WSOP Will Go Live to Millions on Twitch with New Summer Schedule

May 28th, 2018 | by Kaycee James

The World Series of Poker (WSOP) will be streamed for free to the masses this summer thanks to a collaboration between Poker Central and Twitch.


Those used to watching games on Twitch will now be able to see WSOP action from 30 events this summer. (Image: YouTube/i6Hitman)

Following the May 22 announcement that Poker Central’s PokerGo will be streaming 16 WSOP final tables and the Main Event, the broadcaster has announced a supplementary schedule. Set to go live on June 2 and run through until July 14, the Twitch streams will cover 30 tournaments and 25 final tables.

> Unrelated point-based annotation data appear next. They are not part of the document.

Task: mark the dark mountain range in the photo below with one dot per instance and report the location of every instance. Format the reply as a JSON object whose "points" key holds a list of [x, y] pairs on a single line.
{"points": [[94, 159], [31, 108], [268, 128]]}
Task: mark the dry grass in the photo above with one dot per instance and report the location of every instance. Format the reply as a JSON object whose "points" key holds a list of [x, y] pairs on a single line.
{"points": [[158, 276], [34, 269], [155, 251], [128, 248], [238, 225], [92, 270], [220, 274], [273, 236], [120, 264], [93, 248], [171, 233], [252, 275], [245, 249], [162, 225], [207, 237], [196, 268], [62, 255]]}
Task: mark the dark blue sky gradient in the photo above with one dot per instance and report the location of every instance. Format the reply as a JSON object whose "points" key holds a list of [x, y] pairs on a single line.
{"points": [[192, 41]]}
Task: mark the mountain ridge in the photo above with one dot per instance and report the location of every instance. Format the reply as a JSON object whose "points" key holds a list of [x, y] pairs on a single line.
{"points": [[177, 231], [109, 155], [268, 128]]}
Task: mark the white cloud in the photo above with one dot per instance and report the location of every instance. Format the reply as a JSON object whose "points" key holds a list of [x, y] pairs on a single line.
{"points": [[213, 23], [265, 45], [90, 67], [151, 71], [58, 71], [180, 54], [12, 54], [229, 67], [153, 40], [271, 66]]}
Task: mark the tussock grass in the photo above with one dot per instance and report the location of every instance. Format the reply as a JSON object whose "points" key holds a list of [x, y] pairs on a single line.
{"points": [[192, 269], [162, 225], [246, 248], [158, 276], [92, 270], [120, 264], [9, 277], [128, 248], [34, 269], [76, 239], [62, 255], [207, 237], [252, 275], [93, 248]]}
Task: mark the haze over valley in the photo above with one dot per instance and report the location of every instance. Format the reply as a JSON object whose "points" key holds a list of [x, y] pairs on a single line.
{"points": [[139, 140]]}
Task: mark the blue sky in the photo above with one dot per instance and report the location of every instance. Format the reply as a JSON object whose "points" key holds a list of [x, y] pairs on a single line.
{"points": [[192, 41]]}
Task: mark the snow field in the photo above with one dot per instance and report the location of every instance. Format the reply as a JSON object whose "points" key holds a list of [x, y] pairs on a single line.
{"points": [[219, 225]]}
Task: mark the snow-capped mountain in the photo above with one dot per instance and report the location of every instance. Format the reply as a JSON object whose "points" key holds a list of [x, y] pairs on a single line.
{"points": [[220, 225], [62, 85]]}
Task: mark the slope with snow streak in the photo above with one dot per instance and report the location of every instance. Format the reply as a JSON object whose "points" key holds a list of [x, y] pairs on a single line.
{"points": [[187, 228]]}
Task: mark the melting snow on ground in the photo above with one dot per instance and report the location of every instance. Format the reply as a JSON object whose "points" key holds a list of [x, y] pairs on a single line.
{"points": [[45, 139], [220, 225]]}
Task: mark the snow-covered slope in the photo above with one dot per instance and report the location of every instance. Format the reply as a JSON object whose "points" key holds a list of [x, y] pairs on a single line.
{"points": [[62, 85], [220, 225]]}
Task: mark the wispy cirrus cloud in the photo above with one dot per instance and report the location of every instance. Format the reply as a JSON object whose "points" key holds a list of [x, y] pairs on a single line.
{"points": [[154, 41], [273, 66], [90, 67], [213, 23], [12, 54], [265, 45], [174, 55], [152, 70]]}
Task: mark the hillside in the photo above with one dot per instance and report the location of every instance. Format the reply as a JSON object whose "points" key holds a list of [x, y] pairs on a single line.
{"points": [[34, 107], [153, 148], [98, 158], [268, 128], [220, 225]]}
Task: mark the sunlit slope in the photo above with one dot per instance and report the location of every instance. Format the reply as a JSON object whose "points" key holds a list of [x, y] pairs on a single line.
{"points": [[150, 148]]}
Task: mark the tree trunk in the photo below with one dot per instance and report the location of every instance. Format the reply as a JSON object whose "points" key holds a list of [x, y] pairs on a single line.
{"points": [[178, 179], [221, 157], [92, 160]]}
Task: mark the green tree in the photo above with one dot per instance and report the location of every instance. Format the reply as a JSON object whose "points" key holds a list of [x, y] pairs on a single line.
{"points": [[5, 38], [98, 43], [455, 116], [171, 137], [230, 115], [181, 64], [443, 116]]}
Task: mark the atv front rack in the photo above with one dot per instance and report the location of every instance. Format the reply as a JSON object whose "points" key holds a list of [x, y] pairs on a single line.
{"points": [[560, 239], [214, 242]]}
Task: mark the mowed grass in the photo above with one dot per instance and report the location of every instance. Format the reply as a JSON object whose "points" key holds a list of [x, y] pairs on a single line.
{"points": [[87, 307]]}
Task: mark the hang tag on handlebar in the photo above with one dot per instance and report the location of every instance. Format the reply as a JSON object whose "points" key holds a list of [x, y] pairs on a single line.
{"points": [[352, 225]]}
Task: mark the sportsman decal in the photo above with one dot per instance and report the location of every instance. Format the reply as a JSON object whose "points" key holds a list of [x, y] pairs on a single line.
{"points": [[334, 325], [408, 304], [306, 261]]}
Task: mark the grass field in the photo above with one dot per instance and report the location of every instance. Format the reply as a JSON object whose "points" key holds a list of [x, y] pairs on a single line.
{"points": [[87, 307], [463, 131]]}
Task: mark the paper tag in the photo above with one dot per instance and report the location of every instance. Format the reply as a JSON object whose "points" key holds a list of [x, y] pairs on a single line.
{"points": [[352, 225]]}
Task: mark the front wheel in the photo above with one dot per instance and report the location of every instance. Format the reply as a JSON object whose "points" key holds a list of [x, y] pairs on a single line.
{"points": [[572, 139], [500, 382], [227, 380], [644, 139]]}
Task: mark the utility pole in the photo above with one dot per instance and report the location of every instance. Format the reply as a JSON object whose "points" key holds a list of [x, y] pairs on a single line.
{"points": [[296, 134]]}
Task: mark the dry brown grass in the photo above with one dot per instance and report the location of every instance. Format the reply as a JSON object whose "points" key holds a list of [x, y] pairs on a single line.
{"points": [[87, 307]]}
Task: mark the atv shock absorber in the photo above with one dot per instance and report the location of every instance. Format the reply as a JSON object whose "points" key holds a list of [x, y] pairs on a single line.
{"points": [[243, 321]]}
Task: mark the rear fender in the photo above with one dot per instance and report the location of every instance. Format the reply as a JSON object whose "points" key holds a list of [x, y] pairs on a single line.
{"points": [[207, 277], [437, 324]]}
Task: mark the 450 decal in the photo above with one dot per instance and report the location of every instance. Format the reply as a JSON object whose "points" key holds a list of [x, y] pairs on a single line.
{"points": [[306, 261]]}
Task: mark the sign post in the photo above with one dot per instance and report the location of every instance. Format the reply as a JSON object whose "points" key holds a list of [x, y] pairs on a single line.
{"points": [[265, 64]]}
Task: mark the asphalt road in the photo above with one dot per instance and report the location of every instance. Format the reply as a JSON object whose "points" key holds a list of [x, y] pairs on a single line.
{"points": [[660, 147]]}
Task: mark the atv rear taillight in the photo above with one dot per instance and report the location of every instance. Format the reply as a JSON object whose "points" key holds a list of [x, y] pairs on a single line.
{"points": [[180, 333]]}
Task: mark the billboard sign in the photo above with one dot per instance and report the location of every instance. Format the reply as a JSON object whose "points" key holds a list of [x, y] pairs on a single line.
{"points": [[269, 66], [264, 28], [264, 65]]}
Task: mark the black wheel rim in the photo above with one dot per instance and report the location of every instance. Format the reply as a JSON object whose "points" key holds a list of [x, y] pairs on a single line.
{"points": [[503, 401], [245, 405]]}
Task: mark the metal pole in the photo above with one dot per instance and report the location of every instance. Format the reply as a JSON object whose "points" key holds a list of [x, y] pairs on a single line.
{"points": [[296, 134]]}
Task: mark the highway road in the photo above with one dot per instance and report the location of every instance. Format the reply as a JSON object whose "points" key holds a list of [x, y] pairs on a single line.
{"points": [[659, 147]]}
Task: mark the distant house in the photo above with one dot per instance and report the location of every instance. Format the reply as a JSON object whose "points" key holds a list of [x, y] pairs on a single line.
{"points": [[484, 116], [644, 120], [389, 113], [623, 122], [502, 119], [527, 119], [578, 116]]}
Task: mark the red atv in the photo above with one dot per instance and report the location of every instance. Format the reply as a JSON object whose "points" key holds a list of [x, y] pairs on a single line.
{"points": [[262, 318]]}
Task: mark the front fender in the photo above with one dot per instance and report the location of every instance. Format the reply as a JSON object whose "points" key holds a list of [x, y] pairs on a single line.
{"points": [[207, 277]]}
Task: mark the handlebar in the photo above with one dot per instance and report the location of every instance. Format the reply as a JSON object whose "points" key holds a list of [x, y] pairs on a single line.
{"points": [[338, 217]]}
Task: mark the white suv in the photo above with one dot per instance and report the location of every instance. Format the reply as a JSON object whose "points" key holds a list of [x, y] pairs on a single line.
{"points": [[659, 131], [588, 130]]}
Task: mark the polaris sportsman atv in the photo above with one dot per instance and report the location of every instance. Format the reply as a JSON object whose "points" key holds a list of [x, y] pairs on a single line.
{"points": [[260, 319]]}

Twitch to Stream WSOP for Free

Like the PokerGo streams, the Twitch broadcasts will feature commentary. But unlike Poker Central’s subscription-only channel, Twitch viewers won’t have to pay to see the action from events such as the $10,000 Heads-Up Championship and $50,000 High Roller.

Although much of the “premium” content will be reserved for PokerGo and ESPN, Poker Central’s team has promised to offer a “comprehensive slate of tournaments in every major poker variation.” For the WSOP and poker in general, the new collaboration could be potentially profitable.

Since it emerged out of a platform known as, Twitch has become one of the largest live streaming sites in the world. As per Expanded Rambling’s data, the site currently has more than 100 million unique users and approximately 15 million active daily viewers.

By broadcasting action from the Rio All-Suite Hotel & Casino, Las Vegas, throughout June and July, the WSOP will be seen by a global audience. Although it’s tough to define an exact correlation between viewers and participants, increased exposure could certainly help the WSOP attract more players in the coming years.

Poker on the Up

Since the Unlawful Internet Gambling Enforcement Act of 2006 and Black Friday in 2011, all live poker events have been forced to rebuild. After a dip in attendance in proceeding years, the WSOP has rallied.

In 2017, the WSOP Main Event attracted the third largest field in its history. The 7,221 buy-ins took the prizepool to $67,877,400, which meant winner Scott Blumstein took home $8,150,000.

Although the 8,773-entrant Main Event record set in 2006 is still a lofty target to beat, recent innovations by the WSOP could see future tournaments approach that mark. Streaming this year’s series on three platforms, including Twitch, will provide millions of non-poker players with easy access to the action.

Indeed, with Twitch being a home for gamers and there being a number of crossover between poker and eSports, the new deal could see a surge in interest in the coming years.